Die Leistungen für Beamte sind durch Grundrechte bzw. GG, Art. 33, Abs. 5 abgesichert. Die Versicherten zahlen keine Beiträge in ein Solidarsystem für Kinder und Jugendliche und beitragsfrei Versicherte. Die Beamten zahlen geringere Beiträge, da im Krankheitsfall die Leistungen durch eine steuerfinanzierte Beihilfe von 50-70 % gedeckt werden. Im Krankheitsfall erhalten sie als Privatpatienten eine angemessene Versorgung.


Solidarprinzip in der Krankenversicherung
Der Gesetzgeber schreibt den gesetzlichen Krankenversicherungen die Einführung von Wahltarifen für besondere Versorgungsformen vor. Dies widerspricht dem Solidargedanken einer sozialen Krankenversicherung. Es werden Wahltarife angeboten, die einen Selbstbehalt sowie eine variable Kostenerstattung vorsehen. Von diesen Tarifen profitieren nur die Gesunden und Einkommensstarken. Der allgemeinen Krankenversicherung gehen damit wesentliche Beitragseinnahmen verloren.

Die Privaten Krankenversicherungen müssen ab 01 01.2009 einen Basistarif anbieten. Dieser entspricht in seinem Leistungsumfang dem der gesetzlichen Krankenversicherung.
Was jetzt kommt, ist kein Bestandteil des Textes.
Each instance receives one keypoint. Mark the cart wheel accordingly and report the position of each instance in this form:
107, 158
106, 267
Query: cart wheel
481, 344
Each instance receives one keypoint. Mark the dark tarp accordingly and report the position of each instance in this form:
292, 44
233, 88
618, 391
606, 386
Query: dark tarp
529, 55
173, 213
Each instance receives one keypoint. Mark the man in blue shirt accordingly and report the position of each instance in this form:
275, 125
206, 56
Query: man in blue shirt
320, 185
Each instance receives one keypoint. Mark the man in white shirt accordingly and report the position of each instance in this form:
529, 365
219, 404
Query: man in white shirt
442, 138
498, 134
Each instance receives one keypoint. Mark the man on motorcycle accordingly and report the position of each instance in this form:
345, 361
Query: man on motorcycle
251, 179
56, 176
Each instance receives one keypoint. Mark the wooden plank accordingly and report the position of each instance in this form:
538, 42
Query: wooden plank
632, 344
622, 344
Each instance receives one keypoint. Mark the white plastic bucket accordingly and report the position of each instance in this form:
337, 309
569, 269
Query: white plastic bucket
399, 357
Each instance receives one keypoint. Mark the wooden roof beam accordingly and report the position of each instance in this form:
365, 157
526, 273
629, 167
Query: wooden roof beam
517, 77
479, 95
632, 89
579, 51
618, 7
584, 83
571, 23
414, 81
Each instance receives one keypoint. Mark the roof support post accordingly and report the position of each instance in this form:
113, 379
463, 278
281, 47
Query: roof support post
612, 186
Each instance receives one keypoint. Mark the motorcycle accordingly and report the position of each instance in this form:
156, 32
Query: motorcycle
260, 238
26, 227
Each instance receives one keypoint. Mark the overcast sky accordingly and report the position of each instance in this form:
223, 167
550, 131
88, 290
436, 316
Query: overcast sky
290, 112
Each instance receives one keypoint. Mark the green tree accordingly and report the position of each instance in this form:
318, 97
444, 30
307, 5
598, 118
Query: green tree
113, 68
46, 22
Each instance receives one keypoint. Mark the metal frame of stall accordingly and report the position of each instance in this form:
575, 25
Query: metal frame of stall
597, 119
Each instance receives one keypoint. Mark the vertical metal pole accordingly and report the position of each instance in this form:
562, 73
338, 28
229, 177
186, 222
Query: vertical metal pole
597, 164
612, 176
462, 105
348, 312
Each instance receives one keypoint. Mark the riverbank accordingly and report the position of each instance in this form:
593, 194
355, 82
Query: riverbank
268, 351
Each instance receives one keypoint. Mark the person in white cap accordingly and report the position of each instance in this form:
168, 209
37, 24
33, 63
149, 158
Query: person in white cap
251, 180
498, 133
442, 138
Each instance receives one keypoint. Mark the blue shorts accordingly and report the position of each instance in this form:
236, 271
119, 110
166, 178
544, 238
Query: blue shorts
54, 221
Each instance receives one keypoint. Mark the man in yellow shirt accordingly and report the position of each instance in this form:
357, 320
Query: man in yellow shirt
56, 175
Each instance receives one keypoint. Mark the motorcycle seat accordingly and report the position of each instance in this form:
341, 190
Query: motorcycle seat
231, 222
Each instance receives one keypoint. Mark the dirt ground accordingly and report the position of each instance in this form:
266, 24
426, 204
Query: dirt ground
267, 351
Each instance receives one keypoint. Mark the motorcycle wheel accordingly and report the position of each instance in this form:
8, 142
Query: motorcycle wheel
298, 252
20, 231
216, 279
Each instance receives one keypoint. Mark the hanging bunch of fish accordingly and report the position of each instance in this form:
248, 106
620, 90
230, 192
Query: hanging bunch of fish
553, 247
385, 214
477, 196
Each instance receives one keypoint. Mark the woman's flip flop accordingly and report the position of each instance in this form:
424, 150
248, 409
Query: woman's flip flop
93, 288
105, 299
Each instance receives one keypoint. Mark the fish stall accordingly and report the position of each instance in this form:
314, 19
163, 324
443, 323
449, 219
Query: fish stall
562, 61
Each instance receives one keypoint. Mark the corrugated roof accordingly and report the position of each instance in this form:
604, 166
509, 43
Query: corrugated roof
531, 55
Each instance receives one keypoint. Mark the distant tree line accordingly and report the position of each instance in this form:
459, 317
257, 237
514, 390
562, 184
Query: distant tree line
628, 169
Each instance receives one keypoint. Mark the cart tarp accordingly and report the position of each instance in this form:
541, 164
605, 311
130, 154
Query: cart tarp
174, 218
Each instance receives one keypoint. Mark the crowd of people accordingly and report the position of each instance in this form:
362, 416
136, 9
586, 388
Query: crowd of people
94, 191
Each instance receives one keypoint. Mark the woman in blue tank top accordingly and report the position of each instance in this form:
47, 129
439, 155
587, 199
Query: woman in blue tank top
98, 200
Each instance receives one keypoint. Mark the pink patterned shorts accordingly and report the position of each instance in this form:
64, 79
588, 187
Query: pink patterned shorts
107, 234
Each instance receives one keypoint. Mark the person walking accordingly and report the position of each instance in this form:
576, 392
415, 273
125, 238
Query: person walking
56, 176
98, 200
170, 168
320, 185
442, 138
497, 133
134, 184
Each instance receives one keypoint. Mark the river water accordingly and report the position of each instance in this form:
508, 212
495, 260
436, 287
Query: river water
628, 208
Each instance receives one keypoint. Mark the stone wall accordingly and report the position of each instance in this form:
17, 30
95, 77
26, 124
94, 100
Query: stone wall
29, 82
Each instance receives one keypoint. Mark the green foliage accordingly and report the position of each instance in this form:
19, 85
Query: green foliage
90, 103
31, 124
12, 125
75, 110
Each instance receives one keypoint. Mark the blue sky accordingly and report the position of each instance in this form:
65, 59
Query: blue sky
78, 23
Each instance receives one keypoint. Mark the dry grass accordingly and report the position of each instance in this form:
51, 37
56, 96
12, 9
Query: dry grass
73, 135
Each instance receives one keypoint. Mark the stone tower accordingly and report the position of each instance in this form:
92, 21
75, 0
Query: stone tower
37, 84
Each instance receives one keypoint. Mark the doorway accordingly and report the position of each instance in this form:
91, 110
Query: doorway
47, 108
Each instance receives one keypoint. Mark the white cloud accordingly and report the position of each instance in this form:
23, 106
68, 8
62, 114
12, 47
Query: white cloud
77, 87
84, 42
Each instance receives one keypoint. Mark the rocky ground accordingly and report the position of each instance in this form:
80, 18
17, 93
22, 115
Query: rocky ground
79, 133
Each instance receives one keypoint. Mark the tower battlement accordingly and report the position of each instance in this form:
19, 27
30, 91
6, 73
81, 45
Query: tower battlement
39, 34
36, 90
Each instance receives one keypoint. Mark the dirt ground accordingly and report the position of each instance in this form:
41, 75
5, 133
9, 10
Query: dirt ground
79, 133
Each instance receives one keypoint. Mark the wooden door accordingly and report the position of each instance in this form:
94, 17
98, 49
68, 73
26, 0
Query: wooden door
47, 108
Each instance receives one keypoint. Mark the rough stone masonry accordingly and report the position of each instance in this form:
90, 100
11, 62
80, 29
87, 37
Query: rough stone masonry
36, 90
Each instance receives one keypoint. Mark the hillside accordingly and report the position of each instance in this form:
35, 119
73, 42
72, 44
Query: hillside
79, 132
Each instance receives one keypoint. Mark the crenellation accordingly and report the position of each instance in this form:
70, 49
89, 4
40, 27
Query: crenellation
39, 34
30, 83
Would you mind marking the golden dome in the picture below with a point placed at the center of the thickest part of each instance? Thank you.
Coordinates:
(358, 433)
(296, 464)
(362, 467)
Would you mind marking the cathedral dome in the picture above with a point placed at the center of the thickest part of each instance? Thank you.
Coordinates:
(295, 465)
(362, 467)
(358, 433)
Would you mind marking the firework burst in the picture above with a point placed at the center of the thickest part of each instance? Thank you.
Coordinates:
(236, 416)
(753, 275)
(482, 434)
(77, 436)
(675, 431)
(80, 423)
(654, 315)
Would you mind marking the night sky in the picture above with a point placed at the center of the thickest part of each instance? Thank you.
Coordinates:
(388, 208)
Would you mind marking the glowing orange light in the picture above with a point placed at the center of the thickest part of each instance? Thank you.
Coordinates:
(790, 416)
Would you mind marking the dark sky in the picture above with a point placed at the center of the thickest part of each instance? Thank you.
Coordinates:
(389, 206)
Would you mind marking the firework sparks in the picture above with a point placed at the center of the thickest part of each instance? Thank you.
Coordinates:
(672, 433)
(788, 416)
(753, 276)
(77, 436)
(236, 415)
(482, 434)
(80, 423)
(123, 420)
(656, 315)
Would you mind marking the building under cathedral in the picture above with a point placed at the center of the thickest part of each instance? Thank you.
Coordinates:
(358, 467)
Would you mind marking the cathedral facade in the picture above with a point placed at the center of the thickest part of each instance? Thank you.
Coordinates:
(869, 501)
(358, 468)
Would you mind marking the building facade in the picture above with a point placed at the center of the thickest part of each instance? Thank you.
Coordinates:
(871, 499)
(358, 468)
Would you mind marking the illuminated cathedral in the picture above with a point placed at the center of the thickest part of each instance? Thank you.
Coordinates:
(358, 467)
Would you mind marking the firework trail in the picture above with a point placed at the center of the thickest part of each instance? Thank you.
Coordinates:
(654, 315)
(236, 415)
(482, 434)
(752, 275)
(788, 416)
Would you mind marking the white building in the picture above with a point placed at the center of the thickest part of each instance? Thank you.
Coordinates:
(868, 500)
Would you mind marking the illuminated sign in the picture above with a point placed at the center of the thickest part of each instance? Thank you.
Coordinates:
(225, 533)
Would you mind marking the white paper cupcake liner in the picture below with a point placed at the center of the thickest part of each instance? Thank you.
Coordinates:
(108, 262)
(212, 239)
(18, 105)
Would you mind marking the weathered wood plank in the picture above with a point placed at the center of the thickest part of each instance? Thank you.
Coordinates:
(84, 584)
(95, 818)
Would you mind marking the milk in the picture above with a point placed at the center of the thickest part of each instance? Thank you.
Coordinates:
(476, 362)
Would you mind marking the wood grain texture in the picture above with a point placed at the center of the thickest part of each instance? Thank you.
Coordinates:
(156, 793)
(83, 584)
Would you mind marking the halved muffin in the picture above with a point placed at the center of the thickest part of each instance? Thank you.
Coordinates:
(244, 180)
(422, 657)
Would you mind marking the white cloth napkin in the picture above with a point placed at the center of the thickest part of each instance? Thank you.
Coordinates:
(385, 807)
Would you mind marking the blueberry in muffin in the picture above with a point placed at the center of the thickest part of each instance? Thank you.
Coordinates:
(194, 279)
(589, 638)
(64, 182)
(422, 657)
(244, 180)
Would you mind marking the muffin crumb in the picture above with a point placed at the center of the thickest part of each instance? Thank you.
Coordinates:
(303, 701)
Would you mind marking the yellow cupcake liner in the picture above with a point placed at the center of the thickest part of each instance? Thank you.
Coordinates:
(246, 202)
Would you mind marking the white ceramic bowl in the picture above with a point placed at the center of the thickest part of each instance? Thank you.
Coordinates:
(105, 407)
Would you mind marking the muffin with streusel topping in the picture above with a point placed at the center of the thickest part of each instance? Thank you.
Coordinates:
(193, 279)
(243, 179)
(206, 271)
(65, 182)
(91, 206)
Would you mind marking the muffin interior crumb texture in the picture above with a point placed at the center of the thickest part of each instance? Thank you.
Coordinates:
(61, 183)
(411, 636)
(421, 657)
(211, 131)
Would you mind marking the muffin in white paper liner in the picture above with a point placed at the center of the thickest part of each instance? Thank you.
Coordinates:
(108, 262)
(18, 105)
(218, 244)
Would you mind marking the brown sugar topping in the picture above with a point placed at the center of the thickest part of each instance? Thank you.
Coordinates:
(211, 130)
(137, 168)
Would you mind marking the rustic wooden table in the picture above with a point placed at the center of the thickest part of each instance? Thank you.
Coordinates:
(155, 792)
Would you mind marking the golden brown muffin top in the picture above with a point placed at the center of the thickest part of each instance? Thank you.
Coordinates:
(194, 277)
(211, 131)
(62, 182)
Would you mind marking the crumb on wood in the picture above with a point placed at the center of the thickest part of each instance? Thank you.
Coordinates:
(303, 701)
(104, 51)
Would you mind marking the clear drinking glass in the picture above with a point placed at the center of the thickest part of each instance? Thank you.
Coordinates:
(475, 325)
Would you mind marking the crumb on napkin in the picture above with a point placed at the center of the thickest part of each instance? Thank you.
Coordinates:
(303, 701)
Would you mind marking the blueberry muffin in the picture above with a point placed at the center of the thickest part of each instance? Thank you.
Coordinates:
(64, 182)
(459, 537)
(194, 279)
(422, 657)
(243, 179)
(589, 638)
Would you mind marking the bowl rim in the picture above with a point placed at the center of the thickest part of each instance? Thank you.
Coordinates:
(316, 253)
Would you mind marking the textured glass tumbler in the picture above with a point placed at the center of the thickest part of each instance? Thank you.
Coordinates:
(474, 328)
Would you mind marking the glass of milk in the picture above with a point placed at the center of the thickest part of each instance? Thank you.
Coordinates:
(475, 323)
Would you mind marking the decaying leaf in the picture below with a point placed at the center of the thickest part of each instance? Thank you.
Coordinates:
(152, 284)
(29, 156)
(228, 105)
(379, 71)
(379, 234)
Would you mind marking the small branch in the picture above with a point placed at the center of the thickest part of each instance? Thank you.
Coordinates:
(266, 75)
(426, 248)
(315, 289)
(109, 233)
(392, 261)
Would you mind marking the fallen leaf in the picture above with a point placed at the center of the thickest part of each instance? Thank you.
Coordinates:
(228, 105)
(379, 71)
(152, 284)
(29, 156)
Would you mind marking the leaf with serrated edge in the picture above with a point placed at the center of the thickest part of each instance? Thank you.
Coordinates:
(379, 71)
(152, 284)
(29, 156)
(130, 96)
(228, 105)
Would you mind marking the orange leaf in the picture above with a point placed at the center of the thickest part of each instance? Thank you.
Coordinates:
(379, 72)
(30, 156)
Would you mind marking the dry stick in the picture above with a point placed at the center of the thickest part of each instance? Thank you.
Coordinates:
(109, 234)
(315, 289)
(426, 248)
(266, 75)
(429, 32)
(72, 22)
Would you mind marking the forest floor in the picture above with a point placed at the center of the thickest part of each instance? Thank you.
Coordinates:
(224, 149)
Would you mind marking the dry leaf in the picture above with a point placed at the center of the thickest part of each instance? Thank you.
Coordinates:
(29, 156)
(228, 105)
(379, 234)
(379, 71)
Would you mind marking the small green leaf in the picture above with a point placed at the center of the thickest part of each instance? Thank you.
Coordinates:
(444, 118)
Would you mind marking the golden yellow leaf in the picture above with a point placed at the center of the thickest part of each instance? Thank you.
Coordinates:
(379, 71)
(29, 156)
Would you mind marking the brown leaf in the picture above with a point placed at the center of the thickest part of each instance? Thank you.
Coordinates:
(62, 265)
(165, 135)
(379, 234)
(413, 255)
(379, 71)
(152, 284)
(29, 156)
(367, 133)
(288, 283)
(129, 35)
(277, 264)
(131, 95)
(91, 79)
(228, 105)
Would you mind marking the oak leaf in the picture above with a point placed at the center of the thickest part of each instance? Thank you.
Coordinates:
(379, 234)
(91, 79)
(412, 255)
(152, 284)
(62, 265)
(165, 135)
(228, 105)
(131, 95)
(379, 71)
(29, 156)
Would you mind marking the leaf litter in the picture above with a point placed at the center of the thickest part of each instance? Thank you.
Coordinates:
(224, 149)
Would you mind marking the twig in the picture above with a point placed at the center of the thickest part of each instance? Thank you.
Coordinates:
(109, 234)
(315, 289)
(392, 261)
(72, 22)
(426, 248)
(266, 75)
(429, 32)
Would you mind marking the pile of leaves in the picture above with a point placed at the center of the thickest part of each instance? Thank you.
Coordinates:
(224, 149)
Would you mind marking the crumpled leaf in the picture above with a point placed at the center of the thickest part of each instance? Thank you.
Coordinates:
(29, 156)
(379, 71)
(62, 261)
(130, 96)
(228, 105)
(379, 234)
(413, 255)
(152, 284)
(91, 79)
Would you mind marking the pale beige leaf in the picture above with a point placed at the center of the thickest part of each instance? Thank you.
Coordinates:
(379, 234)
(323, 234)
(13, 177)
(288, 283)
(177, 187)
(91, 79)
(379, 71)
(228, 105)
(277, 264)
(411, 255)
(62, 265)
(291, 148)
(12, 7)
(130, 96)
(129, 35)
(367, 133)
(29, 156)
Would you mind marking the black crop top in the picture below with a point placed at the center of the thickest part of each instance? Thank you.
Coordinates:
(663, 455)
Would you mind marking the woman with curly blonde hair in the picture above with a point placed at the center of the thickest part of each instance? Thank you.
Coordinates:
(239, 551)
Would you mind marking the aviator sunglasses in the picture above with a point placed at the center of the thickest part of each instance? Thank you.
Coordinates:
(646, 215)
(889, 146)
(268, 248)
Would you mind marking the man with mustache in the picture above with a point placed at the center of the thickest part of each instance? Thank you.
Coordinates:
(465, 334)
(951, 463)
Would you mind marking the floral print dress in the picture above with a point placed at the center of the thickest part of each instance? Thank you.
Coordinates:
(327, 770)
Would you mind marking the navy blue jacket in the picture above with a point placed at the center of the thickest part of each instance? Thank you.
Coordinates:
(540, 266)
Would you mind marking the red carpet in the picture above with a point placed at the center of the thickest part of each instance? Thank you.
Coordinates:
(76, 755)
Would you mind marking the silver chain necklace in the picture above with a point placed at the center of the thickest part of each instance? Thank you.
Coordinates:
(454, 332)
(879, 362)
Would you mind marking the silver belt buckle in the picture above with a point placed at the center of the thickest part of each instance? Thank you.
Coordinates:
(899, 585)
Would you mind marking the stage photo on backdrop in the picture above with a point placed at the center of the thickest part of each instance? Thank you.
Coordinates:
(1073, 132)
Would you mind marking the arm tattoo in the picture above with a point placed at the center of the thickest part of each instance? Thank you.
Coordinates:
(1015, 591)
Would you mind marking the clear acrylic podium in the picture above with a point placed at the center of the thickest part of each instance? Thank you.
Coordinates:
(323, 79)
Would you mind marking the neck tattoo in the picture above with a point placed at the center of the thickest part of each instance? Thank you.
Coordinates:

Der Beitrag zu diesem Basistarif darf den Höchstbeitrag der gesetzlichen Krankenversicherung nicht überschreiten. Dieser vorgeschriebene Basistarif wird die Abwanderung von gut Verdienenden gesetzlich Versicherten zur PKV fördern. In allen Einrichtungen des Gesundheitssystems in D. gilt weiterhin das Zwei-Klassen-System, dort werden die Mitglieder der PKV bevorzugt und besser behandelt.